All of lore.kernel.org
 help / color / mirror / Atom feed
From: Catalin Marinas <catalin.marinas@arm.com>
To: Hugh Dickins <hughd@google.com>
Cc: Andrew Morton <akpm@linux-foundation.org>,
	"linux-kernel@vger.kernel.org" <linux-kernel@vger.kernel.org>,
	"linux-mm@kvack.org" <linux-mm@kvack.org>,
	"linux-arch@vger.kernel.org" <linux-arch@vger.kernel.org>,
	Andrea Arcangeli <aarcange@redhat.com>,
	Russell King <linux@arm.linux.org.uk>
Subject: Re: [PATCH] mm: Limit pgd range freeing to mm->task_size
Date: Mon, 18 Feb 2013 15:49:44 +0000	[thread overview]
Message-ID: <20130218154944.GA1678@arm.com> (raw)
In-Reply-To: <alpine.LNX.2.00.1302141227500.1911@eggly.anvils>

Hugh,

On Thu, Feb 14, 2013 at 09:24:09PM +0000, Hugh Dickins wrote:
> On Wed, 13 Feb 2013, Andrew Morton wrote:
> > On Wed, 13 Feb 2013 11:39:29 +0000
> > Catalin Marinas <catalin.marinas@arm.com> wrote:
> > 
> > > ARM processors with LPAE enabled use 3 levels of page tables, with an
> > > entry in the top level (pgd) covering 1GB of virtual space.

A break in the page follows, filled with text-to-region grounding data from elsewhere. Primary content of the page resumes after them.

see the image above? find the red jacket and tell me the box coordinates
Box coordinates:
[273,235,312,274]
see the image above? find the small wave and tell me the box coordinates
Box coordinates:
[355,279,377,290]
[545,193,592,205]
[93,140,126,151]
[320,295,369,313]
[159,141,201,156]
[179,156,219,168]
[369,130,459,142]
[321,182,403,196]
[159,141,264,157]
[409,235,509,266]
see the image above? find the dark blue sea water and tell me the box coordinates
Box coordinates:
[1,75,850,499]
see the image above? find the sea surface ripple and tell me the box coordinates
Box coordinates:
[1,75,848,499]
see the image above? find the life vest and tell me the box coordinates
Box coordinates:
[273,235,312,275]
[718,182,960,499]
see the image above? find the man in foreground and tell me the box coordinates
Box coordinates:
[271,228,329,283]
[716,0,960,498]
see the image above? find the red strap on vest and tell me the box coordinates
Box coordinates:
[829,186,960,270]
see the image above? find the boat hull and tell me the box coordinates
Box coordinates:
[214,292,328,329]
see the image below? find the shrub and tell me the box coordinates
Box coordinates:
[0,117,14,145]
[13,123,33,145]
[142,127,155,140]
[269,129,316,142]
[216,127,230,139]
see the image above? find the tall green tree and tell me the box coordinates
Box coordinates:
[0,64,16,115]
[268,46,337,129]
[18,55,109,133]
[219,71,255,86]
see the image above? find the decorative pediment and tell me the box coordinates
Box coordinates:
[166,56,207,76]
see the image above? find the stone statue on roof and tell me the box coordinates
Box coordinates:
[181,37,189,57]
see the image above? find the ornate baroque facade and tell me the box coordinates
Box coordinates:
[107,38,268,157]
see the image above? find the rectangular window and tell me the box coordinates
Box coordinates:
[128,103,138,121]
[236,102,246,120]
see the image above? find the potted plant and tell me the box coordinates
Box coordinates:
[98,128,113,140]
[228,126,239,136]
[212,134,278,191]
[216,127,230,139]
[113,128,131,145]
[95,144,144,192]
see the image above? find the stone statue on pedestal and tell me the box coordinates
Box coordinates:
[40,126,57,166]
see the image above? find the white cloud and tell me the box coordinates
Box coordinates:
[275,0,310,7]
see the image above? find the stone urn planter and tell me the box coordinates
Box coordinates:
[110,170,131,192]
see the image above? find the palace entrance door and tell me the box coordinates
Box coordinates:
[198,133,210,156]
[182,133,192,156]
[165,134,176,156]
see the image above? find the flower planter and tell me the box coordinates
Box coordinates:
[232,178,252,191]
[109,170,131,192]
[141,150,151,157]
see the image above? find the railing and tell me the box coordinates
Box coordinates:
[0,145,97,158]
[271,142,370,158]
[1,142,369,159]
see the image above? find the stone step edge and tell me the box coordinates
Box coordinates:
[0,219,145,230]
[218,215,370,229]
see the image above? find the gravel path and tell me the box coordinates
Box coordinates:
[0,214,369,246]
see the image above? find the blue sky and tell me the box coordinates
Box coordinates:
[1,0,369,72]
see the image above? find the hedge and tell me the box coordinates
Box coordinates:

Because of
> > > the branch relocation limitations on ARM, the loadable modules are
> > > mapped 16MB below PAGE_OFFSET, making the corresponding 1GB pgd shared
> > > between kernel modules and user space.
> > > 
> > > Since free_pgtables() is called with ceiling == 0, free_pgd_range() (and
> > > subsequently called functions) also frees the page table
> > > shared between user space and kernel modules (which is normally handled
> > > by the ARM-specific pgd_free() function).
> > > 
> > > This patch changes the ceiling argument to mm->task_size for the
> > > free_pgtables() and free_pgd_range() function calls. We cannot use
> > > TASK_SIZE since this macro may not be a run-time constant on 64-bit
> > > systems supporting compat applications.
> > 
> > I'm trying to work out why we're using 0 in there at all, rather than
> > ->task_size.  But that's lost in the mists of time.
> > 
> > As you've discovered, handling of task_size and TASK_SIZE is somewhat
> > inconsistent across architectures and with compat tasks.  I guess we
> > toss it in there and see if anything breaks...
> 
> ... and an x86_64 kernel quickly shows,
> with either 64-bit or 32-bit userspace, that exit_mmap() breaks at
> WARN_ON(mm->nr_ptes > (FIRST_USER_ADDRESS+PMD_SIZE-1)>>PMD_SHIFT);
> 
> We couldn't think of using mm->task_size in 2.6.12 because it didn't
> exist then; but although it sounds plausible, and on many architectures
> (x86_32?) it should be fine, in general it's not quite the right thing
> to use.  0 is an easy rounded-up-whatever-the-increment version of
> TASK_SIZE (okay, it's missing an implicit 1 before all its 0s).
> 
> The ceiling passed to free_pgtables() says how far up it can go in
> freeing pts and pmds and puds and pgds: when doing munmap(), you have
> to be careful not to stray beyond the range you're freeing; when doing
> exit_mmap(), you have to be careful to free all the areas you might
> have had to avoid before.

Yes, on ARM+LPAE we make sure we free what's left of the shared pgd (a
pmd page).

> mm->task_size does not necessarily fall on a nice boundary: use it
> instead of 0 and exit_mmap() is liable to leave unfreed page tables
> at several levels.
> 
> I'm sure that Catalin is right that he needs to adjust that ceiling arg
> to free_pgtables() to cope with a level shared between user and kernel.
> 
> I met the same problem two years ago, when doing a patch (which worked
> but went nowhere: x86 people kept on changing the early pagetable setup)
> to make CONFIG_VMSPLIT_2G_OPT and 3G_OPT compatible with CONFIG_X86_PAE.
> That shared a level beween user and kernel too: everything could be
> handled down in the arch code, except this free_pgtables() ceiling arg.
> 
> (I did not make any change to the free_pgd_range() calls in fs/exec.c,
> I'm not familiar with those at all: my patch appeared to work fine
> without touching them, but now I wonder.)
> 
> Here's the mm/mmap.c part of my patch (but it now looks like the
> default should go into include/asm-generic):

Thanks for the patch. It is related to FIRST_USER_ADDRESS which is
defined in asm/pgtable.h, so asm-generic/pgtable.h looks like a good
place. We can actually make FIRST_USER_ADDRESS generic as well since
apart from arm and unicore32 all the other architectures define it as 0.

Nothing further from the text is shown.